Не верь толпе пустой и лживой,
Забудь сомнения свои…
Не пьянствую я, а лишь «лакомствую», как говорит твой свинья Ракитин, который будет статским советником и все будет говорить «лакомствую». Садись. Я бы взял тебя, Алешка, и прижал к груди, да так, чтобы раздавить, ибо на всем свете… по-настоящему… по-на-сто-яще-му… (вникни! вникни!) люблю только одного тебя!
Он проговорил последнюю строчку в каком-то почти исступлении.
– Одного тебя, да еще одну «подлую», в которую влюбился, да с тем и пропал. Но влюбиться не значит любить. Влюбиться можно и ненавидя. Запомни! Теперь, пока весело, говорю! Садись вот здесь за стол, а я подле сбоку, и буду смотреть на тебя, и все говорить. Ты будешь все молчать, а я буду все говорить, потому что срок пришел. А впрочем, знаешь, я рассудил, что надо говорить действительно тихо, потому что здесь… здесь… могут открыться самые неожиданные уши. Все объясню, сказано: продолжение впредь.

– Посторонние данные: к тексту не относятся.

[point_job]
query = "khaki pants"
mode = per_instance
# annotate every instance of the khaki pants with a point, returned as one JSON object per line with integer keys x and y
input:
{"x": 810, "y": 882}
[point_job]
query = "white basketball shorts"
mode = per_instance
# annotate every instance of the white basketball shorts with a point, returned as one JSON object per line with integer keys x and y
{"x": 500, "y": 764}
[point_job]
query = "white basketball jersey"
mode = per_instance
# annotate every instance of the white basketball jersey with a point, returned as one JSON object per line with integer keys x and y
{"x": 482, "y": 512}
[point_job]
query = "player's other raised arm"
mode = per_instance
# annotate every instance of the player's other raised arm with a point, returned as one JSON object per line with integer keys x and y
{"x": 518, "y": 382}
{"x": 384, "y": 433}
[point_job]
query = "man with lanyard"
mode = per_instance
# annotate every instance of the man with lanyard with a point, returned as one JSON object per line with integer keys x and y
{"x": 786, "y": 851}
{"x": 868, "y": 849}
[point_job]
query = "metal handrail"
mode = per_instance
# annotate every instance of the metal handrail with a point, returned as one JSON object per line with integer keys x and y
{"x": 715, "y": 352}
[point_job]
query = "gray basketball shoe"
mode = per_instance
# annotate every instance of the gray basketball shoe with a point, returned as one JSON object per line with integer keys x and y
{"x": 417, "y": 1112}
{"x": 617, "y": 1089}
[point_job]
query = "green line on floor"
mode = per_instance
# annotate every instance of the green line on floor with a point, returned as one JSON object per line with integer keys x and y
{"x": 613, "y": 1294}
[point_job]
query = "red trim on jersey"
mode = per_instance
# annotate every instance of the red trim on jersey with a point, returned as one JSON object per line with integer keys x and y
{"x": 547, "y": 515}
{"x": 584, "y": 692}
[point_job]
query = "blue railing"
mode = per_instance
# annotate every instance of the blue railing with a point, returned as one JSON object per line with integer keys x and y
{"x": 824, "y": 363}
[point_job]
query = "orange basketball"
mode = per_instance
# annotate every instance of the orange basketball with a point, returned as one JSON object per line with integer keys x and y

Почему рвался к тебе, жаждал сейчас тебя, все эти дни, и сейчас? (Я здесь уже пять дней как бросил якорь.) Все эти дни? Потому что тебе одному все скажу, потому что нужно, потому что ты нужен, потому что завтра лечу с облаков, потому что завтра жизнь кончится и начнется. Испытывал ты, видал ты во сне, как в яму с горы падают? Ну, так я теперь не во сне лечу. И не боюсь, и ты не бойся. То есть боюсь, но мне сладко. То есть не сладко, а восторг… Ну да черт, все равно, что бы ни было. Сильный дух, слабый дух, бабий дух, – что бы ни было! Восхвалим природу: видишь, солнца сколько, небо-то как чисто, листья все зелены, совсем еще лето, час четвертый пополудни, тишина! Куда шел?
– Шел к отцу, а сначала хотел зайти к Катерине Ивановне.
– К ней и к отцу! Ух! Совпадение! Да ведь я тебя для чего же и звал-то, для чего и желал, для чего алкал и жаждал всеми изгибами души и даже ребрами? Чтобы послать тебя именно к отцу от меня, а потом и к ней, к Катерине Ивановне, да тем и покончить и с ней, и с отцом. Послать ангела. Я мог бы послать всякого, но мне надо было послать ангела. И вот ты сам к ней и к отцу.